4. Transforming, Scaling, and Fitting the Data

Python
Machine Learning
Data Visualization
Published

September 21, 2025

Loading the Data and Setting Up

Now that we’ve explored our data in part 3, we’re ready to build our predictive model. In this section, we’ll transform and scale our features appropriately, then train a model to predict Pokemon card HP values.
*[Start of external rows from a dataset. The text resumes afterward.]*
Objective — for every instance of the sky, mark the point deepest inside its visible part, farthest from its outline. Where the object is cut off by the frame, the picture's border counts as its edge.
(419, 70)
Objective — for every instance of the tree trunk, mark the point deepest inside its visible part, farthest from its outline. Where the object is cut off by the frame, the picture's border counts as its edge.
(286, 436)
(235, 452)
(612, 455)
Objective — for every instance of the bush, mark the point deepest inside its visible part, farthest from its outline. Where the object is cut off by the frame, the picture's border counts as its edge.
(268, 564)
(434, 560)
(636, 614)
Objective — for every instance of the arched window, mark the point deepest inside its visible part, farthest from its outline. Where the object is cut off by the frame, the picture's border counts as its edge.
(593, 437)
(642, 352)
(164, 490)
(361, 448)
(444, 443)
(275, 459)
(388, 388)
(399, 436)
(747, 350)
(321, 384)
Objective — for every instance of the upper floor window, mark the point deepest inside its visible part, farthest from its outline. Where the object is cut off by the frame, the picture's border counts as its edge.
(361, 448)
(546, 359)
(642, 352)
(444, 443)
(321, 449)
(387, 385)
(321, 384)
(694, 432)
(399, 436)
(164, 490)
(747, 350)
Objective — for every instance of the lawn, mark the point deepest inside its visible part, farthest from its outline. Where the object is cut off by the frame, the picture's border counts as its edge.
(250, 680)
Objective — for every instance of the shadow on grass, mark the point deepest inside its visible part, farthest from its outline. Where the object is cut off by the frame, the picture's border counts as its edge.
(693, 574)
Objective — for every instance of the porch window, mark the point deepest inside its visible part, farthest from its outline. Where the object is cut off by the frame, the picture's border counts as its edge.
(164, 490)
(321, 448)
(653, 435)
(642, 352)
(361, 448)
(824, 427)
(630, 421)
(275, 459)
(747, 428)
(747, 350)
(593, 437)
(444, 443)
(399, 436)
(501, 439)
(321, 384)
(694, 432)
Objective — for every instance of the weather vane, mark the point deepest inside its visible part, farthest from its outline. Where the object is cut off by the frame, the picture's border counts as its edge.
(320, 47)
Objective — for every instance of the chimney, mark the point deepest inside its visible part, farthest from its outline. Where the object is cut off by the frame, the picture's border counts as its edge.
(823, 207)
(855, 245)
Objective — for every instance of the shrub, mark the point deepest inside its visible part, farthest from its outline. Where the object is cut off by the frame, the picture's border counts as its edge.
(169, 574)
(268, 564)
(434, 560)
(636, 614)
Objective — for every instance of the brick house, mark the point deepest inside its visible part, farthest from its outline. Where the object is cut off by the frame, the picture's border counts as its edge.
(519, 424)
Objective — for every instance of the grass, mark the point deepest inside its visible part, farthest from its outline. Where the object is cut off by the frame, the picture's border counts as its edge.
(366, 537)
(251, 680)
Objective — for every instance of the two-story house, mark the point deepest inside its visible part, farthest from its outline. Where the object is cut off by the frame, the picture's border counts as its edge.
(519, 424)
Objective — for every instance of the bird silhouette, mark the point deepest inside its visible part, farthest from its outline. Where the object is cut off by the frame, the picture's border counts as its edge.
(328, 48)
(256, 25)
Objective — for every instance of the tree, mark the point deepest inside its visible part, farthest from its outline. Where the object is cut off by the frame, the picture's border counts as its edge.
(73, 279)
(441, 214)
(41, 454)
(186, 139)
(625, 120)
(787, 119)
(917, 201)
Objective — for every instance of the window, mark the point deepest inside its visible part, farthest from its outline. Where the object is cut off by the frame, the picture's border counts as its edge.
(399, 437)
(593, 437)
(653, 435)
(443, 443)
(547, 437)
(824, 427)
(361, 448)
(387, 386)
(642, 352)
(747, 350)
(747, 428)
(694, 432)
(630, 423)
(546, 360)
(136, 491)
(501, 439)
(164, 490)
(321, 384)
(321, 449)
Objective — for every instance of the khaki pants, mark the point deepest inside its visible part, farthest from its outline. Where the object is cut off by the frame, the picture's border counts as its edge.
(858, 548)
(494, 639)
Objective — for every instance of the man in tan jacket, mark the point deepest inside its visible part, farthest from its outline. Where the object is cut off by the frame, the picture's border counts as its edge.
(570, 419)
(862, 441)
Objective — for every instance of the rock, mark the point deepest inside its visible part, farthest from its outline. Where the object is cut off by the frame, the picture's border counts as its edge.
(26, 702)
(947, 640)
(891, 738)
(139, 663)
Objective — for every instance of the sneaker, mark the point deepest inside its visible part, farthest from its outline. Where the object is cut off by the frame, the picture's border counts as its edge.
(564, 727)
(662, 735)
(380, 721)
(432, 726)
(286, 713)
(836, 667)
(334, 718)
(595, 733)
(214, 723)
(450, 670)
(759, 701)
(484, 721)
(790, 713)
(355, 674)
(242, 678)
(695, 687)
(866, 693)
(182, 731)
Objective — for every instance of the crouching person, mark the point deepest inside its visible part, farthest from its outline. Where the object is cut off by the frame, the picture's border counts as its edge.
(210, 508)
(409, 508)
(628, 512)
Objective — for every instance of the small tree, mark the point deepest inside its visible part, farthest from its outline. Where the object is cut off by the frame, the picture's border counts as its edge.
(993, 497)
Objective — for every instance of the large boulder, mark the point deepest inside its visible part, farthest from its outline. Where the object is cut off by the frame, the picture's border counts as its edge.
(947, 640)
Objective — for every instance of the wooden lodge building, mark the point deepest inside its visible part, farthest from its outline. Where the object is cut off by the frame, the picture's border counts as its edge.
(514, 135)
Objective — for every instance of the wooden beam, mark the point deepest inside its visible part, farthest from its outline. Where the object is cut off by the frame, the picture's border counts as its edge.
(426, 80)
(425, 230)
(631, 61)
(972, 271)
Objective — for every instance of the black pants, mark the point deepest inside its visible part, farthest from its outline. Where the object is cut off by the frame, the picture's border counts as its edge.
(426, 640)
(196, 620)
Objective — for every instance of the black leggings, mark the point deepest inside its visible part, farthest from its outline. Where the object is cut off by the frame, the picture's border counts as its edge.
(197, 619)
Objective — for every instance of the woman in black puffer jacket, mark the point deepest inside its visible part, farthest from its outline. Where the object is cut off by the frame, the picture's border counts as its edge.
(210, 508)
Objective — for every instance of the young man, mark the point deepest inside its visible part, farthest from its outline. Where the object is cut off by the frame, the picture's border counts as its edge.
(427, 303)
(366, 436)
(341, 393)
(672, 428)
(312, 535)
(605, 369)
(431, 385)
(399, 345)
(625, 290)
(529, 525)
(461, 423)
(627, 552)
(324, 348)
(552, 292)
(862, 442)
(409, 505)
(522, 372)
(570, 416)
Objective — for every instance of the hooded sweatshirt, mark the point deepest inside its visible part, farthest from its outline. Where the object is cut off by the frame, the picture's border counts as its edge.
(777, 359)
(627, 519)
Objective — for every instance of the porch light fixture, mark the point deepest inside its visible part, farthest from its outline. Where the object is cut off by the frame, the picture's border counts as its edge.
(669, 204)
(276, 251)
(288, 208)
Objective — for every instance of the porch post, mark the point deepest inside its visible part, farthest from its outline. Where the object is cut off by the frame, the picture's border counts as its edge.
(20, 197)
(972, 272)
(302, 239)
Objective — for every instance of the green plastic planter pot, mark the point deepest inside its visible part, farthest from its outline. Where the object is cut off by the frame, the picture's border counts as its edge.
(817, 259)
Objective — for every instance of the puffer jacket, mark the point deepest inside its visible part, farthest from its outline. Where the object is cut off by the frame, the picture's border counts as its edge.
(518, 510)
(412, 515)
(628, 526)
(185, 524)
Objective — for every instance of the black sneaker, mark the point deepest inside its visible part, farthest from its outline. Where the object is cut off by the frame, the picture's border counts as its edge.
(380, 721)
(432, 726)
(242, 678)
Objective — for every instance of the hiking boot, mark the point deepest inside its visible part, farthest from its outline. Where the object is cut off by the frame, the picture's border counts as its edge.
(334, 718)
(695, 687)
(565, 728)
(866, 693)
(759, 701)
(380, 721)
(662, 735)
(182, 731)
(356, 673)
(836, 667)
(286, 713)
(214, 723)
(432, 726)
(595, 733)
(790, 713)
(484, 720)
Lets start by loading the necessary libraries and our processed dataset.

import pandas as pd
from sklearn.model_selection import train_test_split
from sklearn.preprocessing import StandardScaler
from sklearn.compose import ColumnTransformer
from sklearn.feature_extraction.text import TfidfVectorizer
from sklearn.linear_model import Ridge
from sklearn.pipeline import Pipeline
from sklearn.metrics import root_mean_squared_error, mean_absolute_error, r2_score
from sklearn.impute import SimpleImputer

df = pd.read_csv('data/processed_pokemon_cards.csv')

Preparing the Target Variable

First, we need to separate our target variable (hp) from our features. This is what we’re trying to predict.

target = 'hp'
y = df[target]

Feature Selection

Now we need to prepare our feature set. Based on our exploratory data analysis in part 3, I decided to drop total_resistance_multiplier since it had very little variation and didn’t correlate well with HP. We also need to handle any missing text values by filling them with empty strings.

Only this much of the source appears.